Alleged Mercenaries Convicted in Coup Plot
By RODRIGO ANGUE NGEUMA MBA

The Associated Press
11/26/04 15:25 EST

MALABO, Equatorial Guinea (AP) – A court in Equatorial Guinea convicted
30 accused European and African mercenaries and opposition leaders on
Friday and sentenced them to prison for an alleged coup plot in the
oil-rich nation, but it waived the death penalty for two top figures.

The court’s rejection of death penalties requested by prosecutors
potentially strengthens Equatorial Guinea’s bid to extradite an
alleged financier of the plot: Mark Thatcher, son of the former
British Margaret Thatcher.

President Teodoro Obiang’s 25-year regime accuses Thatcher and other,
mostly British, financiers of commissioning scores of mercenaries
in a takeover plot in the isolated West African nation which is the
continent’s third-largest oil producer.

The financial backers intended to install an opposition figure as a
puppet leader, Equatorial Guinea claims.
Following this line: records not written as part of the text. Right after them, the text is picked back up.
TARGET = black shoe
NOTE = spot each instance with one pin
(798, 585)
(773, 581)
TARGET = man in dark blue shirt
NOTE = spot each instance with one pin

The alleged plot was exposed
by South African intelligence services in March, days before it was
to have been carried out, leading to the arrests of roughly 90 alleged
mercenaries in Equatorial Guinea and Zimbabwe.

On Friday, 21 shackled, handcuffed defendants listened in a
chandelier-hung courtroom converted from a conference center as
Judge Salvador Ondo Nkumu read out verdicts and prison sentences,
without elaboration.

South African arms dealer Nick du Toit, accused by prosecutors of
leading an advance team for the coup plot, was sentenced to 34 years
in prison despite Attorney General Jose Olo Obono’s repeated demands
for the death penalty.

Du Toit, a stooped, graying, sadly smiling man who like all the
defendants had lost scores of pounds since arrest in March, had
provided the bulk of prosecutors’ case – testifying to meetings with
Thatcher and others around Africa, and alleging detailed plans to
move men and materiel into place.

But Du Toit repudiated his testimony last week, saying he agreed
to a fake confession to try to save himself and his co-defendants,
after one defendant was tortured to death in Malabo’s notorious Black
Beach prison shortly after his arrest in March.

Equatorial Guinea says the man, a German, died of malaria. Rights
groups cite witness accounts of wounds from torture.

Du Toit’s sentence effectively means life in Black Beach – a tiny
penitentiary built on the black volcanic rocks between Obiang’s
Spanish-colonial palace and the gray Atlantic.

The court also sentenced Severo Moto, the opposition figure who
the coup plotters allegedly intended to install as president, to 63
years. Moto was the only other defendant facing the death penalty. He
is living in exile and was sentenced in absentia.

Eight other opposition figures, also living exile, were each sentenced
to 53 years.

Six other alleged South African mercenaries were sentenced to 17
years each; six Armenian pilots were sentenced to between 14- to 24
years each, and two Equatorial Guinea citizens were ordered jailed
for one to four months.

Six defendants – three Equatorial Guineans and three South Africans –
were acquitted.

Obiang’s regime, with one of the world’s worst human rights records,
is accused by the International Bar Association and others of routine
torture and extensive interference in the justice system. Obiang,
speaking to reporters in August, stated the defendants’ conviction
as a given.

The decision to spare du Toit the death penalty was seen at least
in part as a message to South Africa, where Thatcher, a 51-year-old
businessman, is now facing separate prosecution in connection with
the alleged plot.

South Africa opposes capital punishment and was unlikely to send
Thatcher to Equatorial Guinea if he risked the death penalty.